Run defense stands out, but questions remain for front-seven
There’s no doubt that this should be a solid unit, but can it be an explosive one? Senior Analyst Ben Stockwell noted that, “In their first year under Rex Ryan, the Bills’ biggest defensive failing was a complete and utter lack of pass-rushing support for Jerry Hughes.” Now that was a big reason why they went out and drafted Shaq Lawson – one of the premier pass rushers in all of college football last season – with their first-round pick but he’s going to miss time in the beginning of the season as he recovers from shoulder surgery. After him and Hughes, the roster is still fairly thin with pass-rushers. In terms of run defense though, this could be one of the better units in all of football. Reggie Ragland figures to step in and make an immediate impact against the run, and outside of Preston Brown (who graded decently as a rookie in 2014 before grading as one of the worst LBs in the NFL in 2015), Buffalo doesn’t really have any players who have proven to be weak against the run.

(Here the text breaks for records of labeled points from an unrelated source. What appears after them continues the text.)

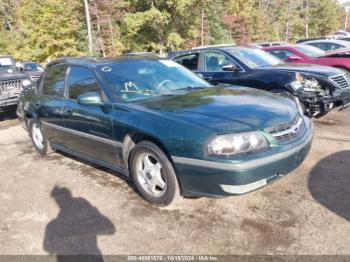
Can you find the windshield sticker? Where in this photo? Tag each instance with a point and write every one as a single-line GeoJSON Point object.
{"type": "Point", "coordinates": [106, 69]}
{"type": "Point", "coordinates": [5, 61]}
{"type": "Point", "coordinates": [129, 87]}
{"type": "Point", "coordinates": [169, 63]}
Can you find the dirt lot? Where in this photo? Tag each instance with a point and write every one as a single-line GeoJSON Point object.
{"type": "Point", "coordinates": [307, 212]}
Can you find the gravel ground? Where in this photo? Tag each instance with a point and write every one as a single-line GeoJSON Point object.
{"type": "Point", "coordinates": [58, 204]}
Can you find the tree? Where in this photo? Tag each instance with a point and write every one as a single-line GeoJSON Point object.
{"type": "Point", "coordinates": [48, 29]}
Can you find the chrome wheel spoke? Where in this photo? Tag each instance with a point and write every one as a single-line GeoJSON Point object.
{"type": "Point", "coordinates": [149, 171]}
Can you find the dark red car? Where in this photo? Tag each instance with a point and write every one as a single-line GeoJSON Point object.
{"type": "Point", "coordinates": [312, 55]}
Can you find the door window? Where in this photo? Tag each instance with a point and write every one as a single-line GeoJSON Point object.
{"type": "Point", "coordinates": [214, 62]}
{"type": "Point", "coordinates": [281, 54]}
{"type": "Point", "coordinates": [81, 81]}
{"type": "Point", "coordinates": [54, 81]}
{"type": "Point", "coordinates": [189, 61]}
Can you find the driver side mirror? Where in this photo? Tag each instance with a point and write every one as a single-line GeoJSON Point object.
{"type": "Point", "coordinates": [230, 68]}
{"type": "Point", "coordinates": [90, 99]}
{"type": "Point", "coordinates": [293, 58]}
{"type": "Point", "coordinates": [20, 66]}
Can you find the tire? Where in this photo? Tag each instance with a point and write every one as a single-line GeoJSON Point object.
{"type": "Point", "coordinates": [153, 174]}
{"type": "Point", "coordinates": [40, 142]}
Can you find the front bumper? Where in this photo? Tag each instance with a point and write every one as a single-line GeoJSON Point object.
{"type": "Point", "coordinates": [319, 105]}
{"type": "Point", "coordinates": [208, 178]}
{"type": "Point", "coordinates": [8, 104]}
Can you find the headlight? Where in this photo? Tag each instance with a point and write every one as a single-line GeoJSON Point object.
{"type": "Point", "coordinates": [308, 84]}
{"type": "Point", "coordinates": [26, 83]}
{"type": "Point", "coordinates": [233, 144]}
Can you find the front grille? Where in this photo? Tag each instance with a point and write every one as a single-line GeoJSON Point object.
{"type": "Point", "coordinates": [10, 88]}
{"type": "Point", "coordinates": [34, 78]}
{"type": "Point", "coordinates": [341, 81]}
{"type": "Point", "coordinates": [288, 131]}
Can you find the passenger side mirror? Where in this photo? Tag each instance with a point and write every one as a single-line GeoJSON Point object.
{"type": "Point", "coordinates": [230, 68]}
{"type": "Point", "coordinates": [293, 58]}
{"type": "Point", "coordinates": [90, 99]}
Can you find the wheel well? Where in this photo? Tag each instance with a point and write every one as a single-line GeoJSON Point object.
{"type": "Point", "coordinates": [134, 138]}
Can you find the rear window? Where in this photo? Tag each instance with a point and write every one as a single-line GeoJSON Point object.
{"type": "Point", "coordinates": [54, 81]}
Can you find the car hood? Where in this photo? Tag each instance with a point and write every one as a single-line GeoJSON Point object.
{"type": "Point", "coordinates": [8, 76]}
{"type": "Point", "coordinates": [323, 71]}
{"type": "Point", "coordinates": [339, 53]}
{"type": "Point", "coordinates": [227, 109]}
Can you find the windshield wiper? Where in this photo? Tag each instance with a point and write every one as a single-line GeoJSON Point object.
{"type": "Point", "coordinates": [145, 92]}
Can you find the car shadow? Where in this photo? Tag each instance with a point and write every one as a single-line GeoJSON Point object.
{"type": "Point", "coordinates": [8, 115]}
{"type": "Point", "coordinates": [74, 231]}
{"type": "Point", "coordinates": [329, 183]}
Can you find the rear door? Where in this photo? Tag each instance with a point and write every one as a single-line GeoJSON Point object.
{"type": "Point", "coordinates": [89, 128]}
{"type": "Point", "coordinates": [213, 69]}
{"type": "Point", "coordinates": [49, 106]}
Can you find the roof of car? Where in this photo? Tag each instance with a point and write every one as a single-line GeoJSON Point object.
{"type": "Point", "coordinates": [93, 61]}
{"type": "Point", "coordinates": [336, 41]}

Darby, Gilmore combine for star cornerback tandem
On the outside, Buffalo has one of the best – if not the best – cornerback tandem in all of football. Ronald Darby took home our Defensive Rookie of the Year award last season after finishing the season as our ninth-ranked cornerback in terms of both overall grade and pass coverage. Stephon Gilmore has had a top-25 coverage grade (out of over 100 qualified CBs) in each of the past two seasons, as well.
In the slot, the Bills will enter the season with Nickell Robey’s name penciled in but don’t be surprised if newcomer Sterling Moore takes that job from him at some point. Robey has been a disappointment since an impressive rookie season in 2013 and Moore has shown some ability to play in the slot. If Robey is able to maintain his SCB job, Moore should provide nice depth should any of the first three CBs face an injury. Corey Graham was one of the best safeties against the run last season and his 35.7 tackle efficiency rating was nearly double the second-best safety’s. Buffalo also welcomes back Aaron Williams who missed most of 2015 with an injury.